One of the earliest successes of precision medicine was the development of HER2-targeted therapy in the late 1990s for the approximately 20% of breast cancers with HER2 gene amplification resulting in HER2 protein overexpression. In 2013, Bose, Ellis, and colleagues identified rare somatic mutations in HER2 in breast cancers lacking HER2 gene amplification, most of which would have been considered HER2-negative based on immunohistochemistry and FISH. Functional characterization confirmed seven different mutants capable of activating HER2 signaling and promoting anchorage-independent growth and growth of tumor xenografts, suggesting that these were bona fide oncogenic drivers. Some of the HER2 mutants were sensitive to the reversible EGFR/HER2 kinase inhibitor lapatinib, but all seven mutants were sensitive to the irreversible EGFR/HER2 inhibitor neratinib.
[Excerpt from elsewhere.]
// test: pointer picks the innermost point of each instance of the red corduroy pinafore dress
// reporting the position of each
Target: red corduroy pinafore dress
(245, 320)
These findings suggested that the population of patients with breast cancer considered eligible for HER2-targeted therapy could be expanded, and in later years patients harboring HER2 mutations (ultimately found to represent up to 5% of patients with breast cancer) began to be included in clinical trials of HER2-targeted therapies. Moreover, subsequent identification of somatic HER2 mutations in gastric, lung, bladder, and other cancers led to the initiation of basket trials to evaluate HER2-targeted therapies such as kinase inhibitors (e.g., neratinib) and antibody–drug conjugates (e.g., trastuzumab deruxtecan) in a tissue-agnostic manner that led to responses in patients.